There is also a marked hereditary tendency to apoplexy.

Cadwalader, [Footnote: Cadwalader, W. R.: A Comparison of the Onset and Character of the Apoplexy Caused by Cerebral Hemorrhage and by Vascular Occlusion, The Journal A. M. A., May 2, 1914, p. 1385.] after considerable investigation, has come to the conclusion that large hemorrhages into the brain are the rule in apoplexy, and that small hemorrhages are rare, and he is inclined to think that even small, as well as large hemorrhages, are more frequently fatal than supposed.

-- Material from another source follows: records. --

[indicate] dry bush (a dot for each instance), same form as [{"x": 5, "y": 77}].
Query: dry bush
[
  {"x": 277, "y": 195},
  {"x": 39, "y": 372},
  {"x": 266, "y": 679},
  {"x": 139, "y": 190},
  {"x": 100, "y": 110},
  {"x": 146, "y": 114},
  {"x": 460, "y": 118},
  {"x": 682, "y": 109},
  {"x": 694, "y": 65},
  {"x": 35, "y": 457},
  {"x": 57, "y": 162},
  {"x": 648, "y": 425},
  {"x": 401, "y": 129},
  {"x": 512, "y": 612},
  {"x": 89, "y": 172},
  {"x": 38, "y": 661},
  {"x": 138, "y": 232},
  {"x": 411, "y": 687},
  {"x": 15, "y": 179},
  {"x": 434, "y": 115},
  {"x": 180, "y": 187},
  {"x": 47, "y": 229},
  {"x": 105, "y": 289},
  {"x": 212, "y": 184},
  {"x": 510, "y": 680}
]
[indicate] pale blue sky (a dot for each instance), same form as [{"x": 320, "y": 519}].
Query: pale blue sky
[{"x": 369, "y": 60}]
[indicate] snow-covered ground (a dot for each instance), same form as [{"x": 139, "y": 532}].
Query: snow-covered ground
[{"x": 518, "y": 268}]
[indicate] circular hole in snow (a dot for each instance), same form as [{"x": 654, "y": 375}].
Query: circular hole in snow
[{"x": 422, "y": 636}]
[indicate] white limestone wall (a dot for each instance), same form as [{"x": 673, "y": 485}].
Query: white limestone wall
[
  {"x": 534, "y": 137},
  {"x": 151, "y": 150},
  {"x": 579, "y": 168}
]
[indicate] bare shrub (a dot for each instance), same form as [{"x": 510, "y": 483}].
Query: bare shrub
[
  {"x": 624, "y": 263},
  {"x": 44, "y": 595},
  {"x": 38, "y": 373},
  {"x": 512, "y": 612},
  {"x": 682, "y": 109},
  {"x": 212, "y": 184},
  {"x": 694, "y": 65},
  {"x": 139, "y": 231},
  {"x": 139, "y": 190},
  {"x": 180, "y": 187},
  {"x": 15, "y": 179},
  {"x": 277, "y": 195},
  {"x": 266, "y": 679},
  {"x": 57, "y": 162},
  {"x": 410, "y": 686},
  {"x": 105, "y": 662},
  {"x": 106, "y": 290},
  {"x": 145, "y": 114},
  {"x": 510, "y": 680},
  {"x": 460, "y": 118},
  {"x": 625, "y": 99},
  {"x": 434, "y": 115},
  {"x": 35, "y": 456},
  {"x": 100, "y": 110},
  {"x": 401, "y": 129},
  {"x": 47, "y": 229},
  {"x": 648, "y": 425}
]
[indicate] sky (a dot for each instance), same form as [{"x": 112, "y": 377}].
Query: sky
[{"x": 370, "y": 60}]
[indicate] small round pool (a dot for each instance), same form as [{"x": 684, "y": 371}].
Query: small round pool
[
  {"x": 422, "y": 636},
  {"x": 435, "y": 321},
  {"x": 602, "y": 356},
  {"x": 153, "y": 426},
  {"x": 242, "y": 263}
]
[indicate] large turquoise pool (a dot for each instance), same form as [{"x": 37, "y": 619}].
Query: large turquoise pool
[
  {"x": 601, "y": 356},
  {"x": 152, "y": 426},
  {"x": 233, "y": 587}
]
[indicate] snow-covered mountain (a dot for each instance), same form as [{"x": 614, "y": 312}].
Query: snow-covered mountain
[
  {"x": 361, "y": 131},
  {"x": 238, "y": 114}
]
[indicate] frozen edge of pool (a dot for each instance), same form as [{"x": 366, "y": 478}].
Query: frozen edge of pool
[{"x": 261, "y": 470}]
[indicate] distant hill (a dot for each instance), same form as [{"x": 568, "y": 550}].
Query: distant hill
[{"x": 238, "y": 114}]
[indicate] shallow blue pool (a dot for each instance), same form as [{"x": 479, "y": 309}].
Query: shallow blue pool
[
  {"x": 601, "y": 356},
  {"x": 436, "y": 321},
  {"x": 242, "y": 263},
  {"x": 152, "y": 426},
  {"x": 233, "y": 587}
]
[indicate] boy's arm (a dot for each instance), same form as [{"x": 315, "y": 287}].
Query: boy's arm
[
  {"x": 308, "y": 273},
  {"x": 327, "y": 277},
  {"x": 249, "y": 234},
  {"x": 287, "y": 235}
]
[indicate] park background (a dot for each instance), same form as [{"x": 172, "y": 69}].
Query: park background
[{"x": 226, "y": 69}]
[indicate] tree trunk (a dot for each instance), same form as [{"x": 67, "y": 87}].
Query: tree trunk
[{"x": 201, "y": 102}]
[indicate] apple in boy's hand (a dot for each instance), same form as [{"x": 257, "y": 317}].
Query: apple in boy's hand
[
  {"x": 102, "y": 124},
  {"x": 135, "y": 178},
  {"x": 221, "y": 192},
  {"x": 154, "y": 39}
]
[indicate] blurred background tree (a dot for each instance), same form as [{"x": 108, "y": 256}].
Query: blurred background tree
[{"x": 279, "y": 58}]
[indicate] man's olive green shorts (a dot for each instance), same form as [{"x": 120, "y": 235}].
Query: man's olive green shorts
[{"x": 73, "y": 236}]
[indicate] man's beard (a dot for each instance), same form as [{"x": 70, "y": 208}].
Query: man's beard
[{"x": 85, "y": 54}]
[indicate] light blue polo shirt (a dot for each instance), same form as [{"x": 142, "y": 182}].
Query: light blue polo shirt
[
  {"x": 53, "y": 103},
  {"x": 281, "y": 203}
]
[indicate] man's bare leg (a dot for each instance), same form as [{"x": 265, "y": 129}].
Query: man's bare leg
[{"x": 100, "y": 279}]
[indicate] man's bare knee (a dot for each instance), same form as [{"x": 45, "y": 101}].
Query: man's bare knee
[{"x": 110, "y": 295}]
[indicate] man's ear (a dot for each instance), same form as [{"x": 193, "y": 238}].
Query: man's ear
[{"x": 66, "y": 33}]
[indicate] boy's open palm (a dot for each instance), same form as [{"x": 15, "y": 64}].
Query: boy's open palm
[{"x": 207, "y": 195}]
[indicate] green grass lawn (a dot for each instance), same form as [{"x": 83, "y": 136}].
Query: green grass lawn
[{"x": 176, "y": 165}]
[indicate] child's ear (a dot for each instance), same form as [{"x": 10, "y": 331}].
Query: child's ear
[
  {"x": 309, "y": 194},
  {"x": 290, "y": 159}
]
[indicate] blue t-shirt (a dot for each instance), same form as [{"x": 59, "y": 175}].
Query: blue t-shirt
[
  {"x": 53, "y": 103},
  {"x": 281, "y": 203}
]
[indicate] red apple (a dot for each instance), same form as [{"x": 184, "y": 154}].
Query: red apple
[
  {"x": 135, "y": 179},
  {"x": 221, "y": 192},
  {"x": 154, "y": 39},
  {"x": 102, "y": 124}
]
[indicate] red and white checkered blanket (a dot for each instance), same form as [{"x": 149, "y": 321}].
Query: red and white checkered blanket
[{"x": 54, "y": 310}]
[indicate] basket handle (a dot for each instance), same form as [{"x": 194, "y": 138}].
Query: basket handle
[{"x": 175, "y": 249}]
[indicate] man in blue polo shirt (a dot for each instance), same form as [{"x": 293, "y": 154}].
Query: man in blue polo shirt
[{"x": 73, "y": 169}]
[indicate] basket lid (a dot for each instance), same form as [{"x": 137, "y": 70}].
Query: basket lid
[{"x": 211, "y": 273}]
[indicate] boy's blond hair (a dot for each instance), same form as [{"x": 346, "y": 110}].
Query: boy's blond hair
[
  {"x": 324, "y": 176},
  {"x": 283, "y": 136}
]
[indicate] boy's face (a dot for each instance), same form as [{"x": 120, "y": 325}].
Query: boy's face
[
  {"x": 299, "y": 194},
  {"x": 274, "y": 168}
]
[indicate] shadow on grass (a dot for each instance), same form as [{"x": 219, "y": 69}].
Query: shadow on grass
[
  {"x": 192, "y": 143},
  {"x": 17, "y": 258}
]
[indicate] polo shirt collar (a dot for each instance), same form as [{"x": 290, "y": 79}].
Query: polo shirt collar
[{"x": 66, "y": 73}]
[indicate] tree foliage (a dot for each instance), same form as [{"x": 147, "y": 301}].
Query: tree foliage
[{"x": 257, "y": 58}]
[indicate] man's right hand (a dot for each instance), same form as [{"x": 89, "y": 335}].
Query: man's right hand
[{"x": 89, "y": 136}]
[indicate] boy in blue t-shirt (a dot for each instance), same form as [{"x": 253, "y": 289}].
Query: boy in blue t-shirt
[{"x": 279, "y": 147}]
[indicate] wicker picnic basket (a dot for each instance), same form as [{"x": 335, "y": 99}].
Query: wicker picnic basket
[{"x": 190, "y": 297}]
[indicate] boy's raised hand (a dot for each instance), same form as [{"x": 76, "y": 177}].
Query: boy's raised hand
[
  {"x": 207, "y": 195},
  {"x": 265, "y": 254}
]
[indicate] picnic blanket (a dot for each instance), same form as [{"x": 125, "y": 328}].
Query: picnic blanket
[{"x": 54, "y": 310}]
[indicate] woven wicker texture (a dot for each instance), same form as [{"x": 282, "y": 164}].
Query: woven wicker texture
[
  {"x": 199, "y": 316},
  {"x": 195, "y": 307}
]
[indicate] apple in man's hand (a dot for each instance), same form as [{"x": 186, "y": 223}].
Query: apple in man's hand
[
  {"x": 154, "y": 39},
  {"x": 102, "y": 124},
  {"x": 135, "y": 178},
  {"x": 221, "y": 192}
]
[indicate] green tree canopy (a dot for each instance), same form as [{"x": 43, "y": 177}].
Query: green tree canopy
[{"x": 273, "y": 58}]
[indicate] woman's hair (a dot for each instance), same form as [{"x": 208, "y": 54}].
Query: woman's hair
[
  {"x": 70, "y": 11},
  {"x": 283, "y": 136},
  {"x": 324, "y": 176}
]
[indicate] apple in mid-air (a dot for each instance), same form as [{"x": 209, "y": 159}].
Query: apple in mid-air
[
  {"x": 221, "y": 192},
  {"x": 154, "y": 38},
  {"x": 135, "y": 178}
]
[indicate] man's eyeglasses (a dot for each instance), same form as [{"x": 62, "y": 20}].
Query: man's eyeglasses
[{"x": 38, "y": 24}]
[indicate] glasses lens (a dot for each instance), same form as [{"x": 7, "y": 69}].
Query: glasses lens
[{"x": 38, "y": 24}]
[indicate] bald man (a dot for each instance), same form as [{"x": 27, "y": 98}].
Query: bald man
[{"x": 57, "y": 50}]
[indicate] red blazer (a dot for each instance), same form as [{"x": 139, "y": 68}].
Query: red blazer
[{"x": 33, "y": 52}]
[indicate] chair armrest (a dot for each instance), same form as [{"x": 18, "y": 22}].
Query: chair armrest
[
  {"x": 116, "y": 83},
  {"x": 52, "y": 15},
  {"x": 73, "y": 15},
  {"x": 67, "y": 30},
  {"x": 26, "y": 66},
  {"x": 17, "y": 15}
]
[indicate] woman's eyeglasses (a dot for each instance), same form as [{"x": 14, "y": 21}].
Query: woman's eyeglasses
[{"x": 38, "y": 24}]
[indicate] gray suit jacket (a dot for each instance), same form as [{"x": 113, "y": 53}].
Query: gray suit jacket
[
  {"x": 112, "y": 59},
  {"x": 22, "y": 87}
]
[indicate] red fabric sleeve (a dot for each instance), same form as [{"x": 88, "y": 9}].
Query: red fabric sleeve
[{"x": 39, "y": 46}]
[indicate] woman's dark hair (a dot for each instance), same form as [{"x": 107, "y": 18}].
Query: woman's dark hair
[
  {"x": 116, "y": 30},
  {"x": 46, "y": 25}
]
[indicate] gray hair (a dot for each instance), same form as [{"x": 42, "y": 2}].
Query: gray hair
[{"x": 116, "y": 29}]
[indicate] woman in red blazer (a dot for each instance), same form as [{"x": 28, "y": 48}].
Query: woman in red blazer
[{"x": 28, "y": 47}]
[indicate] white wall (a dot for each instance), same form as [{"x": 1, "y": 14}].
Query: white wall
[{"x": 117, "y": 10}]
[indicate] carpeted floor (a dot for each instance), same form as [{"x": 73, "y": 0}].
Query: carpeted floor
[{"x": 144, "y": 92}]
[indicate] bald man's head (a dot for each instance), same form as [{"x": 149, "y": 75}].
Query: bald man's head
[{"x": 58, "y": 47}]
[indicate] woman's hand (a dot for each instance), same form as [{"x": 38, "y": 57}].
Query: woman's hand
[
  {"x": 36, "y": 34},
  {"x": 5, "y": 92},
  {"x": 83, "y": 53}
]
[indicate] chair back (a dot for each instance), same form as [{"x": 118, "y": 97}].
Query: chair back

In other words, he thinks that many of the nonfatal hemiplegias are caused by vascular obstruction and softening and not by hemorrhage. He finds that sudden death, or death within a few minutes, does not occur from hemorrhage, even if the hemorrhage is large, though a rapidly developing and persistent coma usually indicates a hemorrhage. If the coma is not profound and is slow in its onset, with symptoms noticed by the patient, and cerebral disturbance, he believes it to be caused generally by softening of the cerebral center, due to some obstruction of the blood flow, and not to hemorrhage. While occasionally a slowly increasing loss of consciousness may be due to hemorrhage, he thinks it is doubtful if real hemorrhage ever occurs without loss of consciousness, while softening of some part of the cerebrum may occur without unconsciousness. He thinks that the size of the hemorrhage is of more importance than its situation in causing the profoundness of the symptoms, but he repeats that nonfatal cases of hemiplegia are generally caused by vascular occlusion and subsequent softening, and not by hemorrhage.